Major advances in emotional responding occur during the initial years of life as a result of developmental changes in central neurobiological systems, including maturation in adrenocortical activation and parasympathetic regulation systems, and the slow growth of frontal regions of the neo-cortex that exert regulatory control over limbic activation (Gunnar, 1986; Porges, Doussard-Roosevelt, & Maiti, 1994;

Thompson, 1994). This development helps to account for the ontogeny of the newborn, whose unpredictable swings of arousal can be disconcerting to neonate and caregivers alike, into the emotionally more nuanced and well-regulated toddler, who is capable of responding emotionally to a wide range of events and whose emotional reactions can be managed by self and others. There are, of course, significant advances in emotional development yet to occur in childhood and adolescence with further growth in these and other brain processes.

For decades we have recognized that caregivers play a role in the infant's psychobiological organization. Sander (1964), for example, proposed that the first role of the care-giver was to aid the infant in achieving physiological regulation. There is intriguing recent evidence that individual differences in the quality of caregiving can influence the development of these neurobiological systems when early experiences are highly stressful (Gunnar, 2000; chapter by Gunnar & Davis in this volume) or when mothers are seriously or chronically depressed (Dawson & Ashman, 2000). This research suggests that development of the physiological systems managing emotion and coping is impaired by experiences of chronic stress when the caregiver is either the source of stress or fails to buffer it.

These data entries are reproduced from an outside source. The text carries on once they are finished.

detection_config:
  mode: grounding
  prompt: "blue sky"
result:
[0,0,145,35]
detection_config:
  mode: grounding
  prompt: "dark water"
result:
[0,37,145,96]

Although the topic of early brain development and its role in shaping cognitive and emotional development has enjoyed both scientific and popular currency during the last decade, it is important to understand the extent to which findings representing acute or chronic severe deprivation or stressors apply more broadly. At present there is little evidence that more typical variations in early care have a significant impact on individual differences in brain development. Nor is there strong evidence that time-limited critical periods or "windows of opportunity" exist for early socioemotional development during which essential experiential catalysts are required for the young brain to develop normally—this despite widely publicized claims to the contrary (Thompson, 2002; Thompson & Nelson, 2001). In other words, much of early brain development is experience expectant rather than experience dependent. In most cases, the typical circumstances of early care afford many opportunities for healthy social and emotional development to occur; caregivers who are not abusive or neglectful typically provide these opportunities in the course of their everyday social interactions with the infants in their care (Shonkoff & Phillips, 2000). For development to proceed otherwise would indicate a very fragile system indeed.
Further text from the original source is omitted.